Les jeunes femmes (« compagnes de plaisir ») sont décrites ainsi, à partir de leurs témoignages :
Romantique : « À trois reprises, Jade s’est abandonnée dans ses bras. »
Mystérieuse : « La fausse secrétaire » « vend ses charmes »
Bien élevée et cultivée : une ancienne institutrice qui a des connaissances étonnantes en Histoire de l’art use aussi de « ses talents de professionnelle du sexe »
Et puis Mounia, dans la rédemption :
« Retirée du métier, » (du métier… quel métier ? Ah, le plus vieux du monde ?) donc « Retirée du métier, aujourd’hui elle porte le voile ».

Franchement, j’ai eu l’impression de lire un article de l’époque des Brigades du Tigre.
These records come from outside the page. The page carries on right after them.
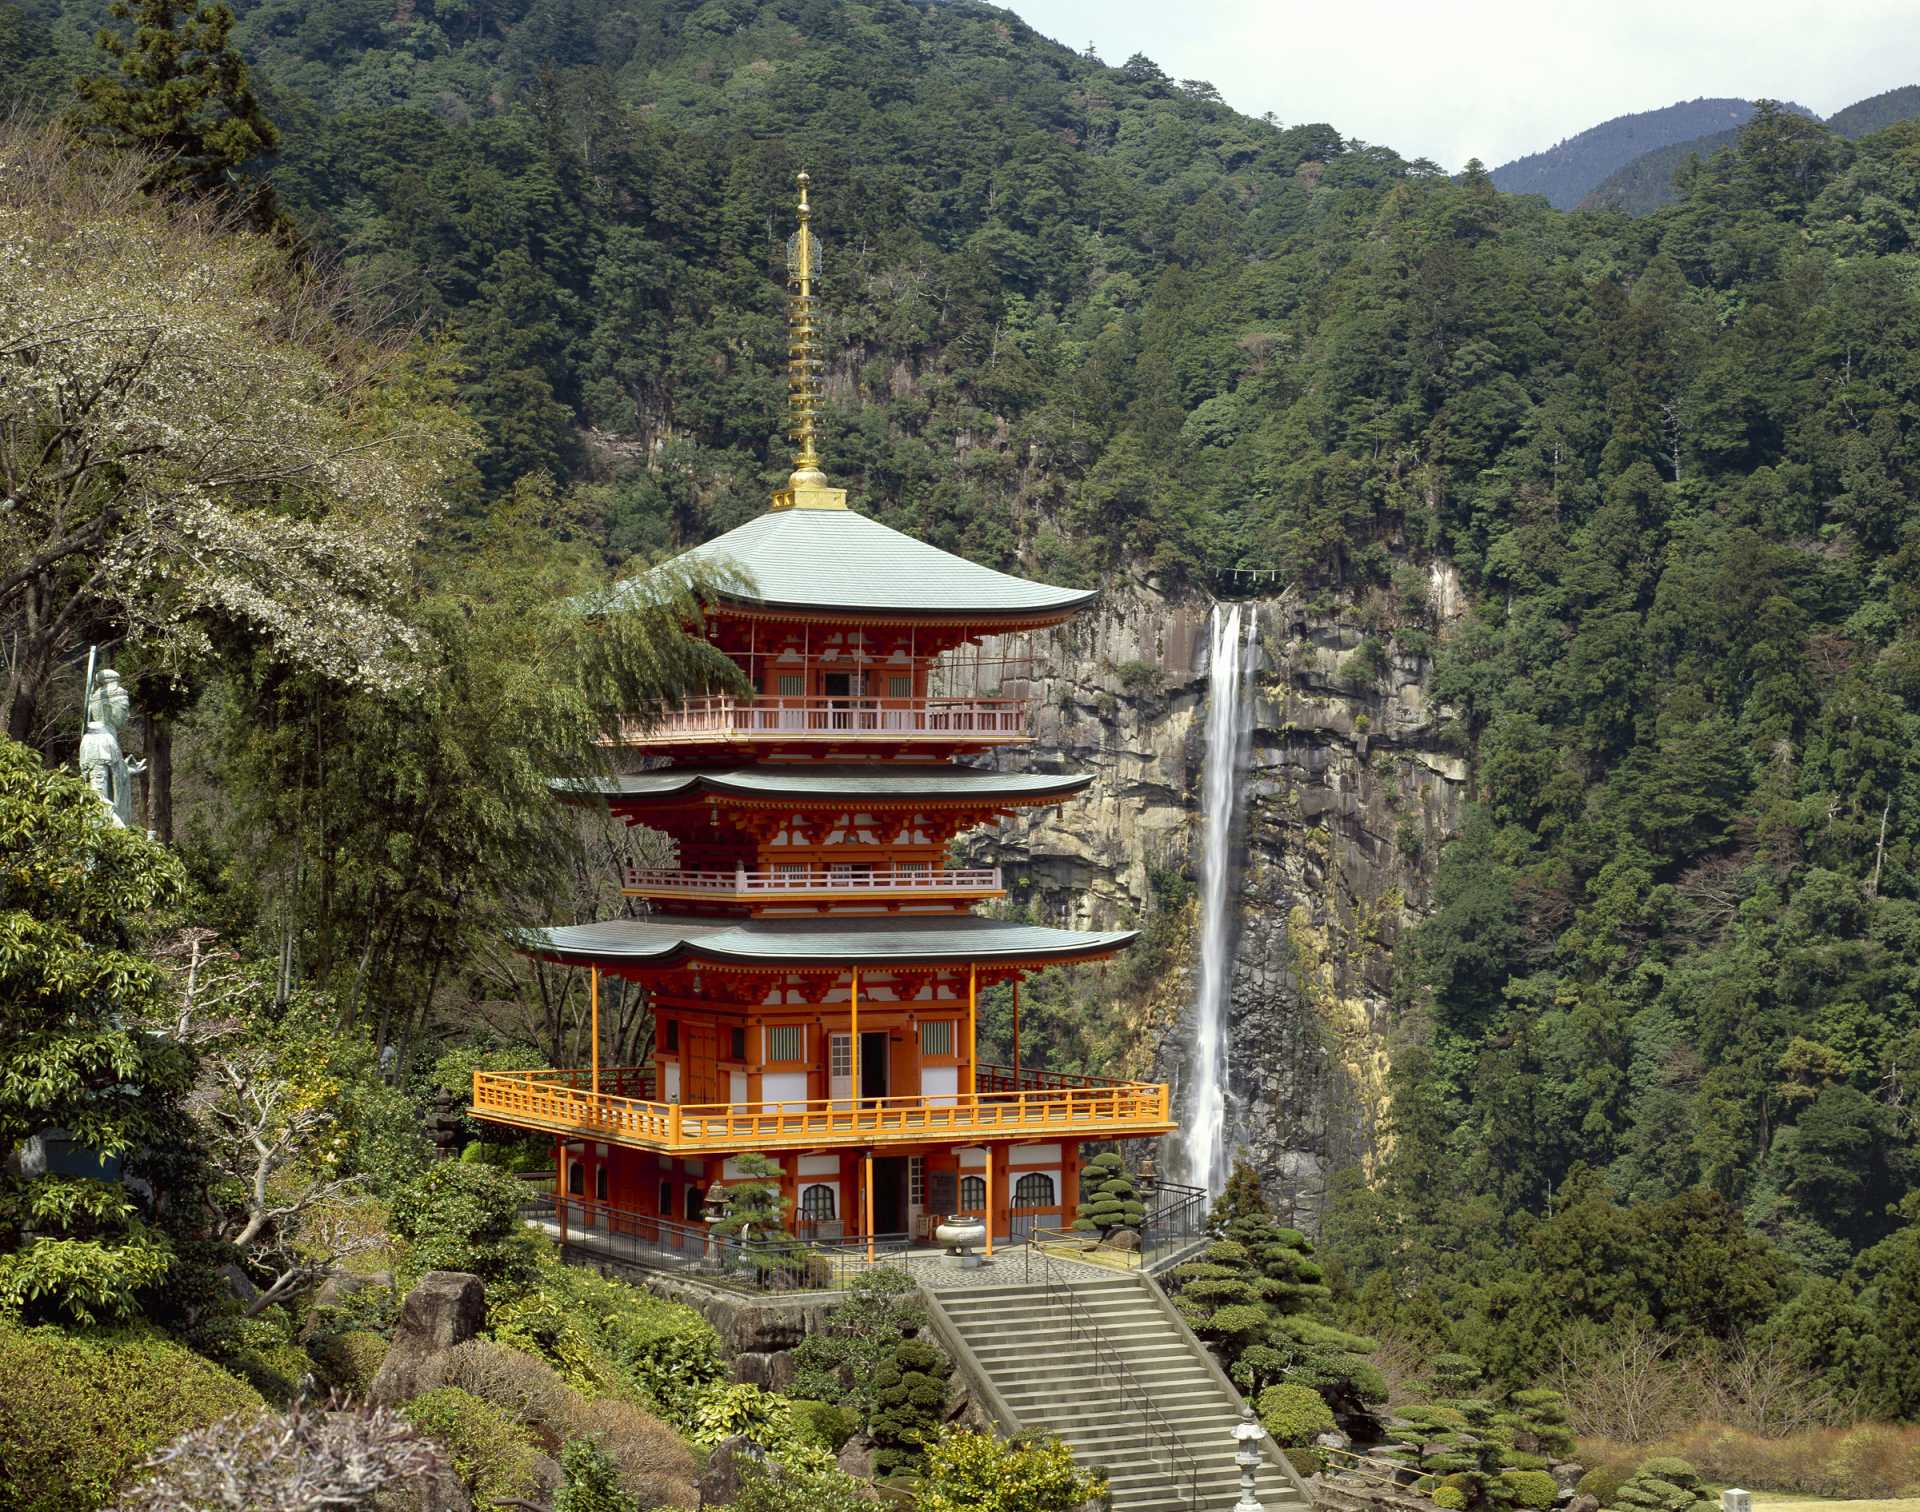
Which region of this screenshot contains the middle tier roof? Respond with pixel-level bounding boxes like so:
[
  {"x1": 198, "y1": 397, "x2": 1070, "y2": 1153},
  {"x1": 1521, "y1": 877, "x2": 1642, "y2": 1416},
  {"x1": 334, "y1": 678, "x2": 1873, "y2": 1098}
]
[
  {"x1": 517, "y1": 914, "x2": 1136, "y2": 971},
  {"x1": 553, "y1": 764, "x2": 1093, "y2": 808}
]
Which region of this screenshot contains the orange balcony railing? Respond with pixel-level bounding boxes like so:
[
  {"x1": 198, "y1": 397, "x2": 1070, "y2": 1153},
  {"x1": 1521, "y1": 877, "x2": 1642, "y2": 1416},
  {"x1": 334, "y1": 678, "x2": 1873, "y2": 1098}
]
[
  {"x1": 621, "y1": 864, "x2": 1004, "y2": 900},
  {"x1": 608, "y1": 695, "x2": 1030, "y2": 746},
  {"x1": 471, "y1": 1068, "x2": 1173, "y2": 1153}
]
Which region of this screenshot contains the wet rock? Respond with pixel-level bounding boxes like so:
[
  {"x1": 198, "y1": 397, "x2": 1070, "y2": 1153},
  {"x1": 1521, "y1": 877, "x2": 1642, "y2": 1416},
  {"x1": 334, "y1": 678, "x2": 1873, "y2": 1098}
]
[{"x1": 697, "y1": 1435, "x2": 766, "y2": 1506}]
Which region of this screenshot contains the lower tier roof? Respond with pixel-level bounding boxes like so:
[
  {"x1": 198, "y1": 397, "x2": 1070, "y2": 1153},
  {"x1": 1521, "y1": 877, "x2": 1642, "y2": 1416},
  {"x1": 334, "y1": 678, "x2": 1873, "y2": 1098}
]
[
  {"x1": 515, "y1": 914, "x2": 1135, "y2": 970},
  {"x1": 553, "y1": 764, "x2": 1092, "y2": 807}
]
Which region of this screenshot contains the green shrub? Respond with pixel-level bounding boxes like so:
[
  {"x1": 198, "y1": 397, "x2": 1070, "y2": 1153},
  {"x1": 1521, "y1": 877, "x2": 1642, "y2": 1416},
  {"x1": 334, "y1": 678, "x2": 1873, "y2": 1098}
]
[
  {"x1": 789, "y1": 1399, "x2": 859, "y2": 1452},
  {"x1": 1256, "y1": 1382, "x2": 1336, "y2": 1445},
  {"x1": 1501, "y1": 1469, "x2": 1560, "y2": 1508},
  {"x1": 917, "y1": 1428, "x2": 1106, "y2": 1512},
  {"x1": 1434, "y1": 1488, "x2": 1468, "y2": 1510},
  {"x1": 197, "y1": 1312, "x2": 313, "y2": 1406},
  {"x1": 0, "y1": 1319, "x2": 263, "y2": 1512},
  {"x1": 690, "y1": 1381, "x2": 793, "y2": 1450},
  {"x1": 1285, "y1": 1447, "x2": 1325, "y2": 1476},
  {"x1": 787, "y1": 1268, "x2": 929, "y2": 1433},
  {"x1": 1578, "y1": 1466, "x2": 1630, "y2": 1505},
  {"x1": 403, "y1": 1386, "x2": 544, "y2": 1508},
  {"x1": 389, "y1": 1162, "x2": 538, "y2": 1286},
  {"x1": 308, "y1": 1329, "x2": 390, "y2": 1397},
  {"x1": 1073, "y1": 1151, "x2": 1147, "y2": 1234},
  {"x1": 554, "y1": 1439, "x2": 638, "y2": 1512},
  {"x1": 732, "y1": 1446, "x2": 871, "y2": 1512},
  {"x1": 870, "y1": 1335, "x2": 953, "y2": 1475}
]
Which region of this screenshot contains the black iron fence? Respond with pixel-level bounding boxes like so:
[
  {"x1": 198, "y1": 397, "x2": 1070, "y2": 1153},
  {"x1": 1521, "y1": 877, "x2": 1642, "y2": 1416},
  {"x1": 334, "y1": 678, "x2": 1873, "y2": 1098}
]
[
  {"x1": 1140, "y1": 1177, "x2": 1211, "y2": 1265},
  {"x1": 520, "y1": 1193, "x2": 911, "y2": 1294}
]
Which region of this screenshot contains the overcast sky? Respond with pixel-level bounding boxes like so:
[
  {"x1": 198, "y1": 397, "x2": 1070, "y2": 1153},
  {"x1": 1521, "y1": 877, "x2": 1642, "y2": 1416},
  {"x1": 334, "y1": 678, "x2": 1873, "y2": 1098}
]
[{"x1": 1001, "y1": 0, "x2": 1920, "y2": 170}]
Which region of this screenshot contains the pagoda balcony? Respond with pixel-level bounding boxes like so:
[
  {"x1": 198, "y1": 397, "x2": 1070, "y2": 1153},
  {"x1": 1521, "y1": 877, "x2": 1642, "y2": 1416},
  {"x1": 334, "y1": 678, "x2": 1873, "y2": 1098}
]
[
  {"x1": 608, "y1": 695, "x2": 1031, "y2": 748},
  {"x1": 471, "y1": 1063, "x2": 1173, "y2": 1153},
  {"x1": 621, "y1": 863, "x2": 1005, "y2": 902}
]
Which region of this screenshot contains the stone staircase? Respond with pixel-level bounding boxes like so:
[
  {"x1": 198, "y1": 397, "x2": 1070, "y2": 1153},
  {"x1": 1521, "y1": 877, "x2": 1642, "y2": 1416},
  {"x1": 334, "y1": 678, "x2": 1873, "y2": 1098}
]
[{"x1": 928, "y1": 1274, "x2": 1308, "y2": 1512}]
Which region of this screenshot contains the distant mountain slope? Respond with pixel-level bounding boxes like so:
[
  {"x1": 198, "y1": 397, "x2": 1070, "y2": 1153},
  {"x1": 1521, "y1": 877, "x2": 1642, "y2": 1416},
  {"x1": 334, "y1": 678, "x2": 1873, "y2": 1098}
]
[
  {"x1": 1827, "y1": 83, "x2": 1920, "y2": 138},
  {"x1": 1581, "y1": 86, "x2": 1918, "y2": 214},
  {"x1": 1489, "y1": 97, "x2": 1779, "y2": 208}
]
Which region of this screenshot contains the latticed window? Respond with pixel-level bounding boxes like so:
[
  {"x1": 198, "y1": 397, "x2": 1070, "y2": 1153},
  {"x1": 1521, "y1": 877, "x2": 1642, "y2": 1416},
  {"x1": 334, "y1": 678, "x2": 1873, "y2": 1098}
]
[
  {"x1": 767, "y1": 1025, "x2": 805, "y2": 1062},
  {"x1": 1013, "y1": 1172, "x2": 1055, "y2": 1208},
  {"x1": 778, "y1": 673, "x2": 804, "y2": 697},
  {"x1": 909, "y1": 1156, "x2": 925, "y2": 1204},
  {"x1": 800, "y1": 1184, "x2": 836, "y2": 1221},
  {"x1": 919, "y1": 1019, "x2": 955, "y2": 1057},
  {"x1": 830, "y1": 1034, "x2": 853, "y2": 1079},
  {"x1": 960, "y1": 1174, "x2": 986, "y2": 1210},
  {"x1": 889, "y1": 674, "x2": 912, "y2": 698}
]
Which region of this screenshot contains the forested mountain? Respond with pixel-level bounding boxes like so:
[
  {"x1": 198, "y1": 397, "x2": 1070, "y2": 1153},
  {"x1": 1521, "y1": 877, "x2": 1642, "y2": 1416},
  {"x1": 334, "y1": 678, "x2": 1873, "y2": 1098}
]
[
  {"x1": 1487, "y1": 97, "x2": 1798, "y2": 208},
  {"x1": 1582, "y1": 83, "x2": 1920, "y2": 214},
  {"x1": 8, "y1": 0, "x2": 1920, "y2": 1454}
]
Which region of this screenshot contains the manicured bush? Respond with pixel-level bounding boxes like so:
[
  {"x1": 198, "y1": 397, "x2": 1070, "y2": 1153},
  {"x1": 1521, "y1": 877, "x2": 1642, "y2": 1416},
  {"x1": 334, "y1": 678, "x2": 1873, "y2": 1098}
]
[
  {"x1": 1434, "y1": 1488, "x2": 1468, "y2": 1510},
  {"x1": 1608, "y1": 1458, "x2": 1710, "y2": 1512},
  {"x1": 1257, "y1": 1382, "x2": 1336, "y2": 1445},
  {"x1": 1577, "y1": 1465, "x2": 1630, "y2": 1505},
  {"x1": 789, "y1": 1399, "x2": 860, "y2": 1452},
  {"x1": 199, "y1": 1312, "x2": 314, "y2": 1406},
  {"x1": 0, "y1": 1319, "x2": 263, "y2": 1512},
  {"x1": 1501, "y1": 1469, "x2": 1561, "y2": 1508},
  {"x1": 870, "y1": 1335, "x2": 953, "y2": 1475},
  {"x1": 788, "y1": 1267, "x2": 930, "y2": 1432},
  {"x1": 402, "y1": 1386, "x2": 544, "y2": 1508},
  {"x1": 1072, "y1": 1151, "x2": 1146, "y2": 1235},
  {"x1": 916, "y1": 1428, "x2": 1106, "y2": 1512},
  {"x1": 419, "y1": 1337, "x2": 575, "y2": 1423},
  {"x1": 308, "y1": 1329, "x2": 390, "y2": 1398}
]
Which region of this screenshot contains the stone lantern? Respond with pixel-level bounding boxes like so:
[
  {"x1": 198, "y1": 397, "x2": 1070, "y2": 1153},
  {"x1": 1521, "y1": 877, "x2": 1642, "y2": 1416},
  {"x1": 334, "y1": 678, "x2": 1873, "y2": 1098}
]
[{"x1": 1231, "y1": 1405, "x2": 1265, "y2": 1512}]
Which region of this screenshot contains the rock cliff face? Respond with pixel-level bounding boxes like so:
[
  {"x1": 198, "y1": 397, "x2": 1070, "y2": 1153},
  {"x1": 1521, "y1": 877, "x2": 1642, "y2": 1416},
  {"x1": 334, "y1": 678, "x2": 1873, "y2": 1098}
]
[{"x1": 957, "y1": 573, "x2": 1469, "y2": 1229}]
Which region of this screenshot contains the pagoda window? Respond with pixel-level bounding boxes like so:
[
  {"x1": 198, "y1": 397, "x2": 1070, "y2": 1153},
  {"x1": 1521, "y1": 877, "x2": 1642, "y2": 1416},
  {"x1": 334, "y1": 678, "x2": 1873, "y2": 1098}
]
[
  {"x1": 1013, "y1": 1172, "x2": 1055, "y2": 1208},
  {"x1": 909, "y1": 1156, "x2": 925, "y2": 1206},
  {"x1": 595, "y1": 1166, "x2": 609, "y2": 1202},
  {"x1": 658, "y1": 1179, "x2": 673, "y2": 1216},
  {"x1": 777, "y1": 673, "x2": 804, "y2": 698},
  {"x1": 919, "y1": 1019, "x2": 955, "y2": 1058},
  {"x1": 800, "y1": 1184, "x2": 836, "y2": 1222},
  {"x1": 567, "y1": 1161, "x2": 585, "y2": 1197},
  {"x1": 766, "y1": 1024, "x2": 806, "y2": 1063},
  {"x1": 729, "y1": 1027, "x2": 747, "y2": 1061},
  {"x1": 663, "y1": 1020, "x2": 679, "y2": 1053},
  {"x1": 685, "y1": 1186, "x2": 703, "y2": 1223},
  {"x1": 888, "y1": 673, "x2": 911, "y2": 699},
  {"x1": 960, "y1": 1175, "x2": 987, "y2": 1211}
]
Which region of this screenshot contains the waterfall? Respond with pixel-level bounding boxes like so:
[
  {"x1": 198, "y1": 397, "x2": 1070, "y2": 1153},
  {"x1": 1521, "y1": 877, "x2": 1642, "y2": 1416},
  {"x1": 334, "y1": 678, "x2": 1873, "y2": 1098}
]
[{"x1": 1180, "y1": 602, "x2": 1257, "y2": 1195}]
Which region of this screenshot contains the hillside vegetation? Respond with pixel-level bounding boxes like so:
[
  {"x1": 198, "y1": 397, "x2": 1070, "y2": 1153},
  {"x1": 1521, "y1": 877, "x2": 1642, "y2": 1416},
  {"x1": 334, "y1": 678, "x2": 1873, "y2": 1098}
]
[
  {"x1": 1488, "y1": 97, "x2": 1787, "y2": 208},
  {"x1": 6, "y1": 0, "x2": 1920, "y2": 1495}
]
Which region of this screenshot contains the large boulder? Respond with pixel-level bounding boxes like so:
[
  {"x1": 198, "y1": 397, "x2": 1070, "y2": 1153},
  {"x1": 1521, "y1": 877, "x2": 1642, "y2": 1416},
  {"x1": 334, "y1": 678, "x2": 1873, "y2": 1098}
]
[
  {"x1": 369, "y1": 1271, "x2": 486, "y2": 1405},
  {"x1": 697, "y1": 1435, "x2": 766, "y2": 1506}
]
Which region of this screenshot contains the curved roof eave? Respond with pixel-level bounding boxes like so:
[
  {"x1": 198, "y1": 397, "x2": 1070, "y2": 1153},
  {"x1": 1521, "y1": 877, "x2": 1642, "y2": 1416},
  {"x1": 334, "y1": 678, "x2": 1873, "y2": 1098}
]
[
  {"x1": 512, "y1": 916, "x2": 1136, "y2": 970},
  {"x1": 550, "y1": 767, "x2": 1096, "y2": 806}
]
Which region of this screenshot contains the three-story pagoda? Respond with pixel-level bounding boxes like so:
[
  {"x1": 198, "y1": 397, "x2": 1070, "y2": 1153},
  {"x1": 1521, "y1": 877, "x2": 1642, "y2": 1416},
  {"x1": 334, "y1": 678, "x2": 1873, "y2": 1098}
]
[{"x1": 470, "y1": 175, "x2": 1173, "y2": 1251}]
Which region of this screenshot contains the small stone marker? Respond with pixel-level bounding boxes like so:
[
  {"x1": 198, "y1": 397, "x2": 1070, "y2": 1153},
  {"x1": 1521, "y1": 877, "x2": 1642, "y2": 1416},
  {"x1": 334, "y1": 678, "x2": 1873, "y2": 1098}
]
[{"x1": 1723, "y1": 1491, "x2": 1752, "y2": 1512}]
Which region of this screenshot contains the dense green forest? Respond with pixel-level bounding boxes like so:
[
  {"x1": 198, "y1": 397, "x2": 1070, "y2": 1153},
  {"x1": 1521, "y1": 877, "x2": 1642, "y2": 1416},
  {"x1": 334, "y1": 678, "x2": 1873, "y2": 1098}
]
[{"x1": 9, "y1": 0, "x2": 1920, "y2": 1502}]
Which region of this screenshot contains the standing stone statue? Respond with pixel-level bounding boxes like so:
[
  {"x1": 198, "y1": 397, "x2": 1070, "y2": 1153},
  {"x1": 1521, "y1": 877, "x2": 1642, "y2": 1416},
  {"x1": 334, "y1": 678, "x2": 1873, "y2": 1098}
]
[{"x1": 77, "y1": 668, "x2": 143, "y2": 828}]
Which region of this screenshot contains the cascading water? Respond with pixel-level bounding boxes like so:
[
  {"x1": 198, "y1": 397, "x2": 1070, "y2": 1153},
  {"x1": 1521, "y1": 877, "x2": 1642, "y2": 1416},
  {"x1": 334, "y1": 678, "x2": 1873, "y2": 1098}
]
[{"x1": 1179, "y1": 602, "x2": 1258, "y2": 1195}]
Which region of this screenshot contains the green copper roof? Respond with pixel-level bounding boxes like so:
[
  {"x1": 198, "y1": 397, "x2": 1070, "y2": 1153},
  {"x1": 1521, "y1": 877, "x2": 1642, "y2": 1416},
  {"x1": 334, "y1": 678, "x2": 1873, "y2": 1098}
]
[
  {"x1": 611, "y1": 508, "x2": 1094, "y2": 619},
  {"x1": 553, "y1": 765, "x2": 1094, "y2": 806},
  {"x1": 516, "y1": 916, "x2": 1135, "y2": 969}
]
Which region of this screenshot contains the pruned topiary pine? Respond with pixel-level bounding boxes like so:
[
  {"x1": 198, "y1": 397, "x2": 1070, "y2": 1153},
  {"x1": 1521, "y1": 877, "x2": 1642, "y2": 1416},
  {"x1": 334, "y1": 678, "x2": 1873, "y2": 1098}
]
[
  {"x1": 1072, "y1": 1151, "x2": 1146, "y2": 1236},
  {"x1": 1256, "y1": 1382, "x2": 1336, "y2": 1445}
]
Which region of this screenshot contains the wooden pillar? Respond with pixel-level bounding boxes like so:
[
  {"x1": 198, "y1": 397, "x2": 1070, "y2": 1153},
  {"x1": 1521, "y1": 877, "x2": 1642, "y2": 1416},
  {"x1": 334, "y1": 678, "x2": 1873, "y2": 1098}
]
[
  {"x1": 984, "y1": 1141, "x2": 995, "y2": 1257},
  {"x1": 590, "y1": 966, "x2": 601, "y2": 1099},
  {"x1": 849, "y1": 967, "x2": 860, "y2": 1104},
  {"x1": 555, "y1": 1136, "x2": 568, "y2": 1247},
  {"x1": 864, "y1": 1150, "x2": 876, "y2": 1262},
  {"x1": 967, "y1": 963, "x2": 978, "y2": 1097}
]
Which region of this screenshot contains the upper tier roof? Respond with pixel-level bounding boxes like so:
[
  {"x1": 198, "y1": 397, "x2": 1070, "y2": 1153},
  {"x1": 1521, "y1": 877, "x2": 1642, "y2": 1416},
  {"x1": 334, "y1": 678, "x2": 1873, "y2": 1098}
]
[
  {"x1": 553, "y1": 765, "x2": 1093, "y2": 807},
  {"x1": 517, "y1": 915, "x2": 1135, "y2": 970},
  {"x1": 609, "y1": 507, "x2": 1094, "y2": 620}
]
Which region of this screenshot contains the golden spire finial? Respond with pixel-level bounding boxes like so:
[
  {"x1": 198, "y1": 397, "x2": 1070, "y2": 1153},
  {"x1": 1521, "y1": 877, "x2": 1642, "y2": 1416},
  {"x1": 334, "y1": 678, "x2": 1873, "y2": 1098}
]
[{"x1": 772, "y1": 169, "x2": 846, "y2": 511}]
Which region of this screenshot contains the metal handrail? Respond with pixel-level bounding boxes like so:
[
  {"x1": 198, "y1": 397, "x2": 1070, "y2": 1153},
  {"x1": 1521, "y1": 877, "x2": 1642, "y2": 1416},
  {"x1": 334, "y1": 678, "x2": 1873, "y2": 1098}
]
[
  {"x1": 613, "y1": 694, "x2": 1032, "y2": 744},
  {"x1": 622, "y1": 864, "x2": 1003, "y2": 895},
  {"x1": 1022, "y1": 1237, "x2": 1201, "y2": 1511}
]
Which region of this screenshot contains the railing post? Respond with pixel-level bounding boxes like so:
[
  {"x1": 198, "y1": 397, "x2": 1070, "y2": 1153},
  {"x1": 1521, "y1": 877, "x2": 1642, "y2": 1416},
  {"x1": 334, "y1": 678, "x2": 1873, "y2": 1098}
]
[{"x1": 669, "y1": 1103, "x2": 682, "y2": 1149}]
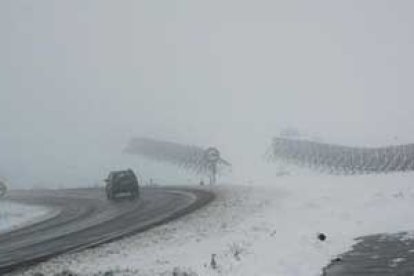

Je me suis demandée si une femme aurait usé du même langage pour écrire ce récit de « sauteries » dans le beau monde, je me suis demandée aussi si le journaliste n’en faisait pas un peu trop…
Je me suis demandée si tous les « sauveurs de planète » étaient résolument des queutards
et avaient besoin de tels repos du guerrier.

Je me suis demandée si Superman allait aux putes.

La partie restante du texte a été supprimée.